Keeping It Up - Windows Server Failover Clustering for HA Applications
September 07, 2016

Keeping It Up - Windows Server Failover Clustering for HA Applications

Anonymous | TrustRadius Reviewer
Score 10 out of 10
Vetted Review
Verified User

Overall Satisfaction with Windows Server Failover Clustering

We use Windows Server Failover Clustering for two primary reasons: high availability and simplification of performing systems maintenance. Our failover clustering allows critical applications to continue with only a minor interruption in service if a needed system resource fails. It also allows systems administrators to failover an application to a passive node in order to perform scheduled or un-scheduled maintenance on the other node, and then fail back if necessary, all with minimal interruption of critical business applications such as Microsoft SQL Server and BMC's Control-M Workload Automation.
  • Windows Failover Clustering is well suited to keeping critical applications online with only a brief outage in services during the actual failover. In some cases, it will disconnect user applications during the failover. That isn't a good thing, but better than taking the entire application down for a longer period of time to shutdown one server and bring another online.
  • Windows Failover Clustering can be easily configured to manage individual cluster resources. For example, we use BMC Control-M/Enterprise and Control-M Server. Our gateway resources for distributed systems and mainframe (z/Os), are managed well as individual resources within the cluster, allowing us to take a single resource offline when necessary, without having to take the entire cluster down.
  • When used in combination with Microsoft PowerShell (now also available to Linux systems), it provide tremendous ability to monitor, query, report, configure and deploy systems in high availability (HA) infrastructures.
  • The disconnection of services or users -- brief though it may be -- is a drawback to a seamless failover. The failover process is generally quick, and in many cases invisible to the business end user community, but with the variety of applications and how they interact with Windows Failover Clustering, sometime there is a brief outage (seconds) that does NOT go unnoticed.
  • Windows Server Failover Clustering in a Hyper-V environment can be a little tricky if the Hyper-V infrastructure is not properly configured at the cluster level for affinity.

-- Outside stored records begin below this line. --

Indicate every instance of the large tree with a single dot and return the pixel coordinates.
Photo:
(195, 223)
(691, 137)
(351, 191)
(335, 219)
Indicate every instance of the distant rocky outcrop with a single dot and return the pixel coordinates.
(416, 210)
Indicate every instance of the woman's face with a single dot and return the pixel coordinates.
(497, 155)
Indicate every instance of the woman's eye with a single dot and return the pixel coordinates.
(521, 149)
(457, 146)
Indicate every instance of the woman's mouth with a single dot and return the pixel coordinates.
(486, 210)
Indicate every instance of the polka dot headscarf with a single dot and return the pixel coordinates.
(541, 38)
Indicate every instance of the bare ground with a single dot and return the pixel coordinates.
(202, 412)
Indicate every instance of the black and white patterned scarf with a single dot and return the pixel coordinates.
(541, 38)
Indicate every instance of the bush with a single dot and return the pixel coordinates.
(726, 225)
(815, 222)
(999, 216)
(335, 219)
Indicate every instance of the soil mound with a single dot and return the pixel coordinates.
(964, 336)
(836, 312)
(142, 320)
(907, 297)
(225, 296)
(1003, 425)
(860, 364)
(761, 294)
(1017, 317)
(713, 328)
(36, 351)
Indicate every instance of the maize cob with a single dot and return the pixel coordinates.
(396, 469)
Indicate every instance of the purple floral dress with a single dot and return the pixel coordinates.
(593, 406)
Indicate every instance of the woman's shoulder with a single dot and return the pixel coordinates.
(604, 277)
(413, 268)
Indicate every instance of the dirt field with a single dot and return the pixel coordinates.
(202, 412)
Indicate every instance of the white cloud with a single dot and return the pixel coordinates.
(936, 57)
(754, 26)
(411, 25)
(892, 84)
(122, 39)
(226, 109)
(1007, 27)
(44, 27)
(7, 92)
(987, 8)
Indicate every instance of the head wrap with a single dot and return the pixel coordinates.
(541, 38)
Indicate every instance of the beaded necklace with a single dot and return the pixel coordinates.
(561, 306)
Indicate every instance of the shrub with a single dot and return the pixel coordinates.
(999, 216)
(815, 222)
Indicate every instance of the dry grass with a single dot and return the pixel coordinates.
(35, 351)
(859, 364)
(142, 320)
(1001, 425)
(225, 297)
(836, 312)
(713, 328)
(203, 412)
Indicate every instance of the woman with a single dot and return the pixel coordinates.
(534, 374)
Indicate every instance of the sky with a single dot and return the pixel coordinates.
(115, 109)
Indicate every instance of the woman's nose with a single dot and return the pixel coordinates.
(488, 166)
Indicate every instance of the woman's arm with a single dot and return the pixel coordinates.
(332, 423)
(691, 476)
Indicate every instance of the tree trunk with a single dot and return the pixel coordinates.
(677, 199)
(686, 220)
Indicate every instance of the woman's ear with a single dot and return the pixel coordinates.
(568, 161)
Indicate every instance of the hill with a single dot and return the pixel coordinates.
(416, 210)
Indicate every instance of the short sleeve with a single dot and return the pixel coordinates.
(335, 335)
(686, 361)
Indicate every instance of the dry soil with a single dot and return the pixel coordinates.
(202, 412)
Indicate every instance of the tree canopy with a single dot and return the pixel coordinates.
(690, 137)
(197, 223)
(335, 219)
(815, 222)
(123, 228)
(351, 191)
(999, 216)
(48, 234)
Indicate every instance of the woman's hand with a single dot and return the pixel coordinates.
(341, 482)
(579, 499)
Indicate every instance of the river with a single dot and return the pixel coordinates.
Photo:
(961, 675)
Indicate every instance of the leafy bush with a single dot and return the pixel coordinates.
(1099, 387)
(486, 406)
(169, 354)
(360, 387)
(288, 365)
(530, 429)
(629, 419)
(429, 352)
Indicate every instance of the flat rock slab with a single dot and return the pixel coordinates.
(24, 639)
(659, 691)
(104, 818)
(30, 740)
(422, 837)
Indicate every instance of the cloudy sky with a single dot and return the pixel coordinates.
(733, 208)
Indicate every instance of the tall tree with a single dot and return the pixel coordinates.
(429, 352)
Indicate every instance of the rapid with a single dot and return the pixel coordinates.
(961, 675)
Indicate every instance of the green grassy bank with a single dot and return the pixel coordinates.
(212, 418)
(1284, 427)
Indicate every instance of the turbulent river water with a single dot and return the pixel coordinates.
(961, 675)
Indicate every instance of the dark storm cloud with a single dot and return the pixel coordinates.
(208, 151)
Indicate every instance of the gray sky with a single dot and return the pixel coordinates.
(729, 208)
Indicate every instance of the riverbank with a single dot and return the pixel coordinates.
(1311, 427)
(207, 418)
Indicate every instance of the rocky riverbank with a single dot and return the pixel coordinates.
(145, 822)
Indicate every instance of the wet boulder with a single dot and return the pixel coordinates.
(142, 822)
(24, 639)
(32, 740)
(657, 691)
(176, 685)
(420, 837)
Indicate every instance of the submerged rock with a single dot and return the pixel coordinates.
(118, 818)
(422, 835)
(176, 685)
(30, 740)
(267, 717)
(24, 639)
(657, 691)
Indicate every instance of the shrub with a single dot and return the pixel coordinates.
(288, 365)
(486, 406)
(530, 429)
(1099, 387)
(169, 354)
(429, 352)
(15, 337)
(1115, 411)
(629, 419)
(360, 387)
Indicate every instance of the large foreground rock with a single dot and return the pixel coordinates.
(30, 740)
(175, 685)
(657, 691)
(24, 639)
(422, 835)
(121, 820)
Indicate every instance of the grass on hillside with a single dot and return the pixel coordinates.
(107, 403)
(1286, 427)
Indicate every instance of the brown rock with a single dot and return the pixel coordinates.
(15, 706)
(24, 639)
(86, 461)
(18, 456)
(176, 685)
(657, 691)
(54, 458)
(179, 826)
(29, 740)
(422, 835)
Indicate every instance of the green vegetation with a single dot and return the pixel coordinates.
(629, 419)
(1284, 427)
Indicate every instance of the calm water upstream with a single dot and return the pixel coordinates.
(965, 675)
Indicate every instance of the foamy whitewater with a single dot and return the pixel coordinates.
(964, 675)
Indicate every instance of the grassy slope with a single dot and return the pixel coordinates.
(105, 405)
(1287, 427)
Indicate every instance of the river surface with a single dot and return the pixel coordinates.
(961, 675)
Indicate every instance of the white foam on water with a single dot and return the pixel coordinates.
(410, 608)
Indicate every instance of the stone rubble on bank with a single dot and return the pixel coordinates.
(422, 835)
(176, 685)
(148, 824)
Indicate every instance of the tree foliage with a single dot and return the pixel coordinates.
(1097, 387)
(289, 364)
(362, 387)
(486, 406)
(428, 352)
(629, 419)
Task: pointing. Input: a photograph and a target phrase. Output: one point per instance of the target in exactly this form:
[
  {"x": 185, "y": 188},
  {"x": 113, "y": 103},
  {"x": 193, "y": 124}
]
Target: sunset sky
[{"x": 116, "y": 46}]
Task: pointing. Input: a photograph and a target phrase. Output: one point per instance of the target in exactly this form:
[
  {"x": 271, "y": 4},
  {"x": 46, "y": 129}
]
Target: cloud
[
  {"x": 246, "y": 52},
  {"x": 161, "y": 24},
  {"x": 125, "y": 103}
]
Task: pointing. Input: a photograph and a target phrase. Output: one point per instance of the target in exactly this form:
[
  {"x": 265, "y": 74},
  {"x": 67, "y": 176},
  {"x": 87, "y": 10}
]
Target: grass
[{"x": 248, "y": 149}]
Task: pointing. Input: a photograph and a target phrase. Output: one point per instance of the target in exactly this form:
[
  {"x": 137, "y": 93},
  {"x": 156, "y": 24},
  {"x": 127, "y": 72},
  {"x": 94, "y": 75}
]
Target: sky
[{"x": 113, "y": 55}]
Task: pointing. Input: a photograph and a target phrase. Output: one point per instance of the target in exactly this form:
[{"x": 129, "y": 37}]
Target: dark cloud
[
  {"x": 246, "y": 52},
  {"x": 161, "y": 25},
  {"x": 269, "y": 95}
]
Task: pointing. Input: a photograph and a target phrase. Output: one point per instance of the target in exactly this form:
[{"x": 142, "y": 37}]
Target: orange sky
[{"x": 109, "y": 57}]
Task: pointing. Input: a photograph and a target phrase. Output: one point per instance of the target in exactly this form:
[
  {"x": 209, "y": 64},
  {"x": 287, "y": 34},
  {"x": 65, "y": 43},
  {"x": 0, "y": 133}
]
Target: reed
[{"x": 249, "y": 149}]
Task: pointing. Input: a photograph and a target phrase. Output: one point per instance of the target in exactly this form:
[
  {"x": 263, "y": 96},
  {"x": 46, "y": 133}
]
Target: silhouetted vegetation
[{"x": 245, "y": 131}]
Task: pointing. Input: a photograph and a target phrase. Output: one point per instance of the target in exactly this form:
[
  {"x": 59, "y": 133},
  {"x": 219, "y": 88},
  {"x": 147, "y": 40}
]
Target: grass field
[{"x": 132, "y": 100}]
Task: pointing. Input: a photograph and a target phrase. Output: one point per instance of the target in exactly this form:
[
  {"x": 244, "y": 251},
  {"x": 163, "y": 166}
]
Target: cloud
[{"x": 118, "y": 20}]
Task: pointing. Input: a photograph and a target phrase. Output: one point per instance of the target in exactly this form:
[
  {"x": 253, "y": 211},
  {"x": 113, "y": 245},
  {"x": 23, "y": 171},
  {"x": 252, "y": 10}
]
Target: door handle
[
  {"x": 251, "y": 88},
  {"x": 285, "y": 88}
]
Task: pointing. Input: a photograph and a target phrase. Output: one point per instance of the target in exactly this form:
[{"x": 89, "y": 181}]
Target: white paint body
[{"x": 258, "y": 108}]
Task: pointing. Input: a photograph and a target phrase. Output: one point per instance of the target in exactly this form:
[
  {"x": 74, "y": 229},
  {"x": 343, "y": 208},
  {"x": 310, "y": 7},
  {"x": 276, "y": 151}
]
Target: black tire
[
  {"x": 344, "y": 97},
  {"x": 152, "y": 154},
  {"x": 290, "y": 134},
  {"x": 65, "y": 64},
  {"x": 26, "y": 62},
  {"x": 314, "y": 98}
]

If you are considering using Windows Failover Clustering in combination with Hyper-V, be sure to set your affinity rules so that both nodes are never on the same host.
  • Error reporting is quite detailed, if you know where to look. What appears in the Critical Events list for a cluster, and even the Windows Event Logs can lead one to think that Microsoft overlooked that critical area. You have to dig deeper into the Windows logs -- not just the usual three of Application, System and Security -- to get meaningful and helpful detailed error data.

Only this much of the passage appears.